This article was inspired by a recent trip to the west coast where warmer weather and lots of moisture ensures the most majestic trees are grown. Not hampered by – 40 C, dry air or lack of moisture, the true giants are allowed to grow from the heart of the earth to the heavens. Walking through the fall leaves and enjoying the myriad of colour still on the trees in November is truly a great experience for a gardener. Gathering leaves that are larger than an oversized dinner plate and reverently pressing them to take home to show off to other prairie souls ensures the majesty of a tree has not been lost.

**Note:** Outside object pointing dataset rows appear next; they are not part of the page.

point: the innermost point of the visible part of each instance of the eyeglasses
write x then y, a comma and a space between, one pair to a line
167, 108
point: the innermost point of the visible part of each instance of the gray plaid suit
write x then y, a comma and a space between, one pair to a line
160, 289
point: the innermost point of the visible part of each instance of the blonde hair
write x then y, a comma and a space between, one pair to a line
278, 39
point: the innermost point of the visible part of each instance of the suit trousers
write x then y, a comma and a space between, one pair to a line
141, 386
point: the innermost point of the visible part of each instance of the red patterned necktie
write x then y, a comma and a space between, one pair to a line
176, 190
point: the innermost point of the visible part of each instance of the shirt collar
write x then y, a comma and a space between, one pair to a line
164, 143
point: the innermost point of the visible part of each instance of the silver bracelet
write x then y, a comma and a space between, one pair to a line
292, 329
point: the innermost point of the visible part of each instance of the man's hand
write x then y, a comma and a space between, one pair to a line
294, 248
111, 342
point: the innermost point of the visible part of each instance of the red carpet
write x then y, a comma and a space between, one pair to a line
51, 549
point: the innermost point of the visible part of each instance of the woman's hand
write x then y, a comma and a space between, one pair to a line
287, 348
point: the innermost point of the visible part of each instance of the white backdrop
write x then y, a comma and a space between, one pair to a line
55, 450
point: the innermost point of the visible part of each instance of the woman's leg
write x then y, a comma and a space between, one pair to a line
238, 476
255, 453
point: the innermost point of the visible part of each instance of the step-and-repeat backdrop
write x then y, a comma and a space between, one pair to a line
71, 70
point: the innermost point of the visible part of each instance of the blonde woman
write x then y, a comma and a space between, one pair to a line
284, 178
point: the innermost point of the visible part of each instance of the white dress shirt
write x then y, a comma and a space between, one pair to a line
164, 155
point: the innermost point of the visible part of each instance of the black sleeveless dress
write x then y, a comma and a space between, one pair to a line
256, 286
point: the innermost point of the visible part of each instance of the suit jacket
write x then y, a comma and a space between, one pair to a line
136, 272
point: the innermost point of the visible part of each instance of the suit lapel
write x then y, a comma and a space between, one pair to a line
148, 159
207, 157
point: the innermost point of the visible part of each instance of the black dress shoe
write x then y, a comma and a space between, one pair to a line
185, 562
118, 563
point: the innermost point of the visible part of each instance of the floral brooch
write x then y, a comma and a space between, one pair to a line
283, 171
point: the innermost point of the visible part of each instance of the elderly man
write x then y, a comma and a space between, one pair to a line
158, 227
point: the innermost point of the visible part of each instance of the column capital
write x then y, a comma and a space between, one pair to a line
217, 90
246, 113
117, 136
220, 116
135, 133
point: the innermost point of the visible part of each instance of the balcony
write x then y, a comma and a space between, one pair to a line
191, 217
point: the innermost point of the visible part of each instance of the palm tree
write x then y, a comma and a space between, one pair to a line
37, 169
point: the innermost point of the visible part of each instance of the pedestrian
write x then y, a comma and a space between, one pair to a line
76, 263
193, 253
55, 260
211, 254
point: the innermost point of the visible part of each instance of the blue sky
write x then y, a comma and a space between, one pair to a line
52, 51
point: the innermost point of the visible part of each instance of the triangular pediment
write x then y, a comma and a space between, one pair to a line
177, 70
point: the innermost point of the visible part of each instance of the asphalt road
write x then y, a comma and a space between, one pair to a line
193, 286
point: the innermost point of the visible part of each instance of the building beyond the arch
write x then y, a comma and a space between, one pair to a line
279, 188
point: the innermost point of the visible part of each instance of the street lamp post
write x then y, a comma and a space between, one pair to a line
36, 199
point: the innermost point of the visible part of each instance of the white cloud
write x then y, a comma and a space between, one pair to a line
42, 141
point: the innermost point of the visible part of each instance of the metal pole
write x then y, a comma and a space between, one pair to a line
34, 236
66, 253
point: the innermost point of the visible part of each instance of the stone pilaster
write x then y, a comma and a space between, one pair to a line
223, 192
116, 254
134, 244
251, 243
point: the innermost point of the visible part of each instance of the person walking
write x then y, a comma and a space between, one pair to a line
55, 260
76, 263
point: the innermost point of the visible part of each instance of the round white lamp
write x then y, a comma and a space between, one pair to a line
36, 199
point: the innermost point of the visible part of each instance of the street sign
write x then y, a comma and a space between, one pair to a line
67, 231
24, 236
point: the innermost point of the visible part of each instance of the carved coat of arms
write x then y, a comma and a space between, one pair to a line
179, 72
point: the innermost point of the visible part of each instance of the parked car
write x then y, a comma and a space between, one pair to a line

What do trees do in the landscape? They provide a scale that is actually the setting for the entire garden. Take a moment to look at the trees that surround your living space. There are some principles that can guide you when choosing new selections for your space.

Essentially, a tree should have a function in the landscape. This of course is true of each and every element in the landscape but it is the trees that are visible each and every month of the year thus giving them added importance. Functionally, a tree should provide shade, beauty, fruit, flowers and/or colour. They provide the bones of the scape so should in fact be chosen with great care.

Are they proportionate with your house or do they tower above? Believe it or not the trees around your home should be chosen for their mature size to be in scale with the rest of the landscape – including the house. Therefore, a bungalow should have trees that are smaller in stature than a larger and taller home and garden. In most cases this does not happen. Towering trees are the norm. But from the perspective of the landscaper, that is not actually desirable as huge trees around a small house actually make the house appear even smaller.

For those of us who live in a climate with four seasons and one of which is extremely long (this season is not summer), it is also important to choose trees that are attractive even when they are dormant. Get more landscape value by selecting trees with interesting bark, flowers, fruit that is retained so even in the dead of winter they have attractive features. When everything in the landscape is “shades of grey” a little bit of colour is hugely appreciatd.

So, even though it is November, take a moment to study the trees around you. Appreciate their value – in fact be awed by them! Learn about the trees that do best in our climate and look for interesting features. Next week look for an article on the best trees and shrubs with interesting features.

I hope you enjoy the magic of the trees around us.